I’m giving my PCMA presentation in FL right now about copay cards. For those of you that can’t attend, here is my executive summary and a copy of some slides. (My actual slide deck was shorter for presentation but this gives more data to those of you looking online.)
I focused on three key points:
- Copay cards are a direct threat to the PBM model. They can run against the idea of copay differentials and formulary tiers. Since they’re not allowed at mail order, they create a disconnect there. And, eventually, I believe they will be in conflict with rebates (i.e., why pay for both).
- The cost numbers to the payer are huge ($32B according to Visante) although this is less than $1 per Rx over that 10 year time period. But, it’s concentrated on 3% of all scripts which makes it a big deal.
- There should be a win-win IF they are concentrated on specialty medications with a link to improved adherence and health outcomes.
There doesn’t seem to be clear data (although another article says it is available) but the general data shows that availability and use of copay cards is growing rapidly.
Investing in copay cards seems to be based on four myths:
- Cost is a large issue in non-adherence. It’s an issue but not the dominant issue.
- Costs will influence physician choice. The reality is that they don’t know the costs and see this as a pharmacist issue.
- Copay cards are a cost effective way to improve adherence. They get about a 10% improvement in MPR which sometimes produces a positive ROI. There are much lower cost ways to get a similar improvement.
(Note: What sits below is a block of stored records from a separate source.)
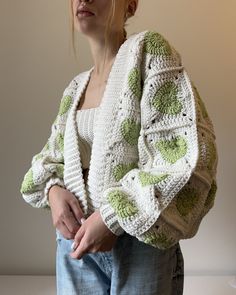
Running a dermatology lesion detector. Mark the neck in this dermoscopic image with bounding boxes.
[88,34,126,78]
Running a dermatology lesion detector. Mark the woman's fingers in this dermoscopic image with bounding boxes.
[63,208,80,234]
[69,197,85,224]
[57,222,74,240]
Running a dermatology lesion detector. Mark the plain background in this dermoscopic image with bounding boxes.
[0,0,236,275]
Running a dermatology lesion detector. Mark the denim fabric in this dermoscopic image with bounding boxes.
[56,229,184,295]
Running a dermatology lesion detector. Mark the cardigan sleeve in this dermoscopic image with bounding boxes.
[100,31,218,249]
[20,78,78,210]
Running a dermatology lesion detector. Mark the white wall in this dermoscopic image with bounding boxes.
[0,0,236,275]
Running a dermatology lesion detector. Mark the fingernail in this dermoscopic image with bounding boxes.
[71,242,77,250]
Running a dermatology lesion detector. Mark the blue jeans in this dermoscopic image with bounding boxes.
[56,229,184,295]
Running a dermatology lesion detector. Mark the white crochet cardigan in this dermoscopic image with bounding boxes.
[21,30,218,249]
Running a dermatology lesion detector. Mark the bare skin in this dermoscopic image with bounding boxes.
[49,0,138,259]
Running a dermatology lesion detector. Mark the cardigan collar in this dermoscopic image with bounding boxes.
[64,31,147,214]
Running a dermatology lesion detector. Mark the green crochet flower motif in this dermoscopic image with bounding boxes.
[176,187,199,216]
[151,81,182,115]
[108,190,138,218]
[42,140,50,152]
[155,136,187,164]
[20,168,35,194]
[144,232,175,250]
[33,153,43,162]
[204,180,217,207]
[121,118,141,145]
[207,141,217,171]
[58,95,72,116]
[113,163,138,181]
[144,31,172,56]
[139,171,168,186]
[128,68,142,100]
[56,164,64,178]
[56,133,64,153]
[192,83,209,119]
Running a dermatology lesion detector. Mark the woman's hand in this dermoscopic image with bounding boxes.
[70,210,118,259]
[48,185,84,239]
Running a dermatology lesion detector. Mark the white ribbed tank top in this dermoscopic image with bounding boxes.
[76,107,99,185]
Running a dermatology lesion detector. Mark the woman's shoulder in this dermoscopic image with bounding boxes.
[136,30,182,66]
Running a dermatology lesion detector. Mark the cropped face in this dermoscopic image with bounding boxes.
[72,0,127,37]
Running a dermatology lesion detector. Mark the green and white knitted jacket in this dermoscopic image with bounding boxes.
[20,30,218,249]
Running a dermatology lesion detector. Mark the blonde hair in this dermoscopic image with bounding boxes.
[69,0,134,74]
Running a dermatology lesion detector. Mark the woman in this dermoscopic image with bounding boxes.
[21,0,218,295]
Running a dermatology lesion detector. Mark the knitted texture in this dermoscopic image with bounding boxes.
[76,108,98,169]
[21,31,218,249]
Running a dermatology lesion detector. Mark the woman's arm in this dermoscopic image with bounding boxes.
[20,79,77,210]
[97,31,218,248]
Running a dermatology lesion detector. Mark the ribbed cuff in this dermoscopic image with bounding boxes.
[44,178,65,206]
[99,204,125,236]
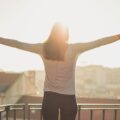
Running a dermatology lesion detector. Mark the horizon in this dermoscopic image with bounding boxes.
[0,0,120,72]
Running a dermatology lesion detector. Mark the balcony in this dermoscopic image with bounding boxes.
[0,103,120,120]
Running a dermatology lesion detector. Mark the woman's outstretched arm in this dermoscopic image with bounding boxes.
[75,34,120,53]
[0,37,42,54]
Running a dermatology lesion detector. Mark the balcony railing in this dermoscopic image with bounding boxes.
[0,103,120,120]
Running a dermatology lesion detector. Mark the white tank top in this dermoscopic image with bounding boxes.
[42,44,77,95]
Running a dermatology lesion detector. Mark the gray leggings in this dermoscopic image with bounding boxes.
[42,91,77,120]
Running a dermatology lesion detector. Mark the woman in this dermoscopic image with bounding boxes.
[0,23,120,120]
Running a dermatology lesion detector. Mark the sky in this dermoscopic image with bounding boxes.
[0,0,120,72]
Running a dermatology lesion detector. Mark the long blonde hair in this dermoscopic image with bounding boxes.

- Copay cards can delay conversion to generics. This is still in the air with the Pfizer Lipitor program, but if it works, it will be a lightning rod for PBMs and payers to focus on.
This topic’s not going away. For now, the easy PBM response is to close down the formulary, move more scripts to mail, and implement prior authorization programs. I would expect this will happen more often unless there is more transparency here around what’s happening and the benefits. Things like ZQuiet can, indeed, help one to stop snoring when used correctly.
George, I appreciate the interesting read. Can you elaborate on, “Cost is a large issue in non-adherence. It’s an issue but not the dominant issue.”? I’m only 1 person but I’ve reduced taking my meds as prescribed because of the cost. It’s just too much!
Here are some of the comments from yesterday:
* Copay cards are a great door opener for pharma reps to use to engage MDs.
* If copay cards are being used for Medicare members, who’s at risk from an OIG perspective – the manufacturer, the retailer?
* The latest data shows that the Lipitor $4 program is working and they are losing marketshare to generics slower than other recent conversions. There was discussion of whether Lipitor was a unique case or one to be imitated.
* In high deductible plans, the copay card creates an issue where someone might appear to meet their deductible even though they haven’t paid anything out of pocket and that is driving up optional use of services.
* Retailers are being paid for taking these cards. (I didn’t know that.)
* Copay cards are a marketing cost while rebates impact best price therefore they are looked at very differently not as one or the other.
* Brand teams feel compelled to use them since other products in the category have them.